The setting is the exotic Mount Fumfumbolo, which is a volcano and not a puppet in a kids’ TV show. On the side of this volcano, overlooking her banana plantations, widow Adela (Jenny Seagrove) enjoys solitude, the occasional company of her friends and a bit of a fling with louche Lothario, Guy (Jason Durr). He’s been chasing around the mountain but she, although in love with him, will not bump nasties with a married man. She keeps the lid on her simmering desire, you see, bit like the dormant volcano of the title.
Guy’s Mrs shows up and outbitches everyone at a tense little cocktail party. Were it not for the sultry, almost Tennessee Williams setting, this would be a run-of-the-mill suburban drama, with inferior epigrams and an unremarkable premise. However, in the second half, when the volcano blows its stack, the characters are thrown into physical as well as emotional crisis. Guy is unfaithful but not with Adela after all – he shacks up with young bride Ellen (Perdita Avery) in a shack, to take shelter from the eruption. Scratchy wife Melissa (Dawn Steele) rises above it all with some superior archness. Everyone seems to go back to England and poor Adela is left to reconstruct her homestead (three busted light bulbs and some overturned furniture) and finally ‘enjoy’ her solitude and her bananas. It is the calm after the storm, the aftermath of the outpouring.
Jenny Seagrove is elegant and likeable as Adela. Jason Durr is tanned and smarmy as Guy. I particularly liked Finty Williams as Grizelda.
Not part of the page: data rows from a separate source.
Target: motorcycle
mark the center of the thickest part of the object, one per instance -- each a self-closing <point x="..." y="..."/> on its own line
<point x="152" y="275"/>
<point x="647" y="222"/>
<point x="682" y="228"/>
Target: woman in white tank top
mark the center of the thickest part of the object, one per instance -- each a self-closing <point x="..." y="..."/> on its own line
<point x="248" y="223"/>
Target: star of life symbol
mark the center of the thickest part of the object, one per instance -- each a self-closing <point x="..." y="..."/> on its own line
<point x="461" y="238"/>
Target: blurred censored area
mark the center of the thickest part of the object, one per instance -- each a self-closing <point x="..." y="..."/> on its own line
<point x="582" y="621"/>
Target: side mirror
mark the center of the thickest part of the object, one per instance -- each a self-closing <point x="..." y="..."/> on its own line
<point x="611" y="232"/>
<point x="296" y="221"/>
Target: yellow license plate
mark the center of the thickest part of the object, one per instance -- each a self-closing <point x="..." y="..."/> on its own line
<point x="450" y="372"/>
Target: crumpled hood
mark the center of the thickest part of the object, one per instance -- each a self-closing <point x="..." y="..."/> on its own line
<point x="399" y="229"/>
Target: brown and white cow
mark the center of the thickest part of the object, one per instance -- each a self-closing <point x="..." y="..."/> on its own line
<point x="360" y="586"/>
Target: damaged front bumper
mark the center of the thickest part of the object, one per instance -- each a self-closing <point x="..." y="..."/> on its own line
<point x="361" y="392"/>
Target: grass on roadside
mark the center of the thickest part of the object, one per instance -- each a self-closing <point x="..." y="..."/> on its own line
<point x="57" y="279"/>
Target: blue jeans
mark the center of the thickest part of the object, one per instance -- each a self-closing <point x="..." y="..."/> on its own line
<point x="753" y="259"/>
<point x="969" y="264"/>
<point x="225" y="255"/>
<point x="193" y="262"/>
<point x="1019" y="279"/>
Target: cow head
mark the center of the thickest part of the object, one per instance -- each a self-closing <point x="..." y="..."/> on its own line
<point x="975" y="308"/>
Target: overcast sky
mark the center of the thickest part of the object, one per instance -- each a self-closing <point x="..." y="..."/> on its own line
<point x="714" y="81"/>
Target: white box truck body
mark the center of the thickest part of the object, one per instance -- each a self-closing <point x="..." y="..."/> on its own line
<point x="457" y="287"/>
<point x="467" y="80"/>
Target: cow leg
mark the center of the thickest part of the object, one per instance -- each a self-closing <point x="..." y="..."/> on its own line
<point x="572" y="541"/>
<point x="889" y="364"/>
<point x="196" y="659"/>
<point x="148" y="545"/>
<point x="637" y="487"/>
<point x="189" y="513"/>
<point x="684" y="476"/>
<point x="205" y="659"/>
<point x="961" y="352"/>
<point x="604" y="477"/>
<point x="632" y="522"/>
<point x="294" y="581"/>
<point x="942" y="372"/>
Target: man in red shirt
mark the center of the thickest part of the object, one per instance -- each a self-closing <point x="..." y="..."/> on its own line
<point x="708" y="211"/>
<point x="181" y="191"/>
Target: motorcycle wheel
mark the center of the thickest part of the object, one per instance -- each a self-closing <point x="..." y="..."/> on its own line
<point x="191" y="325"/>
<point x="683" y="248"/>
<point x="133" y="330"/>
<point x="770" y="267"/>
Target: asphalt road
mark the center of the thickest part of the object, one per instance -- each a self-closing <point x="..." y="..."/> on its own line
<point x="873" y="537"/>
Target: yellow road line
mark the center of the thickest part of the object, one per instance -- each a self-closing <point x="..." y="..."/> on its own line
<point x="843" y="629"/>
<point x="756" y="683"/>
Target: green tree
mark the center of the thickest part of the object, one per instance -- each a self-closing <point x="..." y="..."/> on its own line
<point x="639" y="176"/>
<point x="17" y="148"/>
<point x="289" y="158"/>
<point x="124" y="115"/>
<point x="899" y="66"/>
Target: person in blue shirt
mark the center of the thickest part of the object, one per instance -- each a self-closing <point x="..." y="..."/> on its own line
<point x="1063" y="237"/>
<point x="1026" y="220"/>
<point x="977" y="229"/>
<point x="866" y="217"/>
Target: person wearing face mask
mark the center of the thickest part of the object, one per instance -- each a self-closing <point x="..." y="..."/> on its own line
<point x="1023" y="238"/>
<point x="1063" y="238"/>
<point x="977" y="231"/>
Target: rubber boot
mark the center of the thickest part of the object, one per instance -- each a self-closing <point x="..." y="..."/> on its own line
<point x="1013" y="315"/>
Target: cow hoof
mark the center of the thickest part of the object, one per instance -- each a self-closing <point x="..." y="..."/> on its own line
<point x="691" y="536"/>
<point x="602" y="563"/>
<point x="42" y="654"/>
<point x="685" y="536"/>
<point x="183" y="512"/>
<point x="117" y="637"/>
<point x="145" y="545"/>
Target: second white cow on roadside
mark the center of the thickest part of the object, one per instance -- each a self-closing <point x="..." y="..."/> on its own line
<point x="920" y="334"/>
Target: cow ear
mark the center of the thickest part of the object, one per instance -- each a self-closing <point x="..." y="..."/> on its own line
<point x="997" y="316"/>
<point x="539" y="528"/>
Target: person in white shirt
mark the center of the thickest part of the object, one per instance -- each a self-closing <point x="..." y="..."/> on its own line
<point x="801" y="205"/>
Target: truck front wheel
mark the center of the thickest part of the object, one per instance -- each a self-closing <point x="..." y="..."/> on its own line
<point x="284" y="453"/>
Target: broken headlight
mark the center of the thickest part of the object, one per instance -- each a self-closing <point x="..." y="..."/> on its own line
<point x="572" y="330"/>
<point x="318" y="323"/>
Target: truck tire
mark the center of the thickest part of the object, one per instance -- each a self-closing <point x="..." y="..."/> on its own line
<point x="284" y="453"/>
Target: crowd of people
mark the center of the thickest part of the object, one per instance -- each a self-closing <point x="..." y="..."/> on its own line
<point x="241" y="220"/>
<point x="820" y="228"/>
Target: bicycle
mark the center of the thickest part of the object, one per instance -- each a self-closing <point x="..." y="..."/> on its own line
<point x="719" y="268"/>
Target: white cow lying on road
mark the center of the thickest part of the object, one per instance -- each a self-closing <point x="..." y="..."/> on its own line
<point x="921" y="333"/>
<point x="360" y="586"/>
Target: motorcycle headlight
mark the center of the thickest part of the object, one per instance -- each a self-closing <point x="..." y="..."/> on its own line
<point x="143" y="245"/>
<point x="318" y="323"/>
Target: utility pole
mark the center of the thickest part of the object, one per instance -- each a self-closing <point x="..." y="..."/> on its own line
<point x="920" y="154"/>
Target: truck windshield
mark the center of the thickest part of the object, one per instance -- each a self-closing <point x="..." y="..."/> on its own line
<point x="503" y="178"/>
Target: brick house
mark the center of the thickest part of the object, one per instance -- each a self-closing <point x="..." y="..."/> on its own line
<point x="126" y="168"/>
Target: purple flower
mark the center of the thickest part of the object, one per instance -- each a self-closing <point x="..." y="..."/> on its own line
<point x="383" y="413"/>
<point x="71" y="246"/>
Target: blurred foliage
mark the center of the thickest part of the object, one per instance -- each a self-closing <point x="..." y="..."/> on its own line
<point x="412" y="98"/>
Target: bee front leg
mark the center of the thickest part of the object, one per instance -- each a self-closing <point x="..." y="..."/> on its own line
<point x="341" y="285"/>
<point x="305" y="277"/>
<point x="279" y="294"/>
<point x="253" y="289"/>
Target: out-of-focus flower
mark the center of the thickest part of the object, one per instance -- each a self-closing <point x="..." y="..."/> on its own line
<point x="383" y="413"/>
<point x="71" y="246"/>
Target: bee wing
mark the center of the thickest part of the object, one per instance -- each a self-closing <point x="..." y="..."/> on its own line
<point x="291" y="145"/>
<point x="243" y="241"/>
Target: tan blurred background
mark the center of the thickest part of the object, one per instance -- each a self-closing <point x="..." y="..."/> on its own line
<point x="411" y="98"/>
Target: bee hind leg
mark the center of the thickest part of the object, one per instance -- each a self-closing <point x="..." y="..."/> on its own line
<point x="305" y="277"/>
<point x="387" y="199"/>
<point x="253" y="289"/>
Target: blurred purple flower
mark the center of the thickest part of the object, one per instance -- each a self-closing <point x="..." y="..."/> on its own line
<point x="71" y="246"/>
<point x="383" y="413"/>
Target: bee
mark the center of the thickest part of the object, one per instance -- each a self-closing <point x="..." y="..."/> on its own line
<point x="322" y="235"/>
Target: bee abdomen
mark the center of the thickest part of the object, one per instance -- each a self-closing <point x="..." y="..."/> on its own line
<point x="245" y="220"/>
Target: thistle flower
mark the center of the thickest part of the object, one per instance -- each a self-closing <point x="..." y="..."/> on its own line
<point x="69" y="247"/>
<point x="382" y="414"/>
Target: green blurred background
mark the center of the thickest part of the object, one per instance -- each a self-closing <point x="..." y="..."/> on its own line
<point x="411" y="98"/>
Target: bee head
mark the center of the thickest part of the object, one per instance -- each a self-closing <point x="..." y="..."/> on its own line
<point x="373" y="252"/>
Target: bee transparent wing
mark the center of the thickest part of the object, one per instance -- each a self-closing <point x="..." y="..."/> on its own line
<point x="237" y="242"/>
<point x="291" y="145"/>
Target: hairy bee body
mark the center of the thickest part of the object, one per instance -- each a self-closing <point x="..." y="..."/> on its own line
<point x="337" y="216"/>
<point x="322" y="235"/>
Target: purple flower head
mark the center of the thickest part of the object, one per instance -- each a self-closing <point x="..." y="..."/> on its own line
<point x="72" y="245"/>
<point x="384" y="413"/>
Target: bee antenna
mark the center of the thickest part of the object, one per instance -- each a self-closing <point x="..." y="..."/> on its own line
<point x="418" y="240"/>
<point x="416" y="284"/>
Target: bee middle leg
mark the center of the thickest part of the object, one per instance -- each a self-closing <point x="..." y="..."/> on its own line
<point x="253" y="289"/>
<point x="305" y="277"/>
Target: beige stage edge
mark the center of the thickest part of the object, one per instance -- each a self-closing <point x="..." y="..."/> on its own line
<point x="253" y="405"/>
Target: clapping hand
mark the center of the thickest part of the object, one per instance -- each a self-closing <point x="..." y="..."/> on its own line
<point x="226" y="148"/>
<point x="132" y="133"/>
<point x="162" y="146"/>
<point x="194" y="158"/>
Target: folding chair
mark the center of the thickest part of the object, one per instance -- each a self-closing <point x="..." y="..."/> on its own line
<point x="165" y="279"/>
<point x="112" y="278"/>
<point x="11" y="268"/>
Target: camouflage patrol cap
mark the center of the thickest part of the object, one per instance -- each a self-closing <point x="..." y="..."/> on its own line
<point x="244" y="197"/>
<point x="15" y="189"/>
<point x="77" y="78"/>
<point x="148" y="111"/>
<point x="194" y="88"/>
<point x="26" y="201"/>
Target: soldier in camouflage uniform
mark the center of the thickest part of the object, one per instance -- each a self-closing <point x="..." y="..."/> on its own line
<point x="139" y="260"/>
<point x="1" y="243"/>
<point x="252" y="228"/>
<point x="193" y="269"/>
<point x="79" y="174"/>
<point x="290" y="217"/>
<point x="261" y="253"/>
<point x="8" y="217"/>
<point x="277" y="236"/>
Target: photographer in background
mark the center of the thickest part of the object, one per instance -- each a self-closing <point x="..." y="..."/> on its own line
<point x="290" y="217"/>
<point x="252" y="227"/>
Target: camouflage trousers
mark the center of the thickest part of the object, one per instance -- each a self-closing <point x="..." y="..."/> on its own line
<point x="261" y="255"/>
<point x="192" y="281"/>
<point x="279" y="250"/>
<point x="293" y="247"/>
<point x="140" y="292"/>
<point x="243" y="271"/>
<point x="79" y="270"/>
Most Cowardesque of the bunch is Robin Sebastian as her husband Robin. The cast keep on the right side of the ‘teddibly teddibly’ kind of delivery and Dawn Steele oozes arrogance and evil as uberbitch Melissa. Roy Marsden’s direction keeps the somewhat outmoded dialogue sparking along, although when the volcano blows, I would rather see a blackout than the dangling gantry of lights and the plastic plants being strewn across the stage.
It is a pity this play didn’t do the business when it was written in the 1950s. Being shoved in a drawer and forgotten denied it its initial impact and robbed it of becoming a theatrical milestone for its frank discussions of sex, morality and sexual politics. Now its time has passed. The world has moved on in more ways than one; the play is something of a curiosity rather than the cutting-edge discussion-provoker it should have been.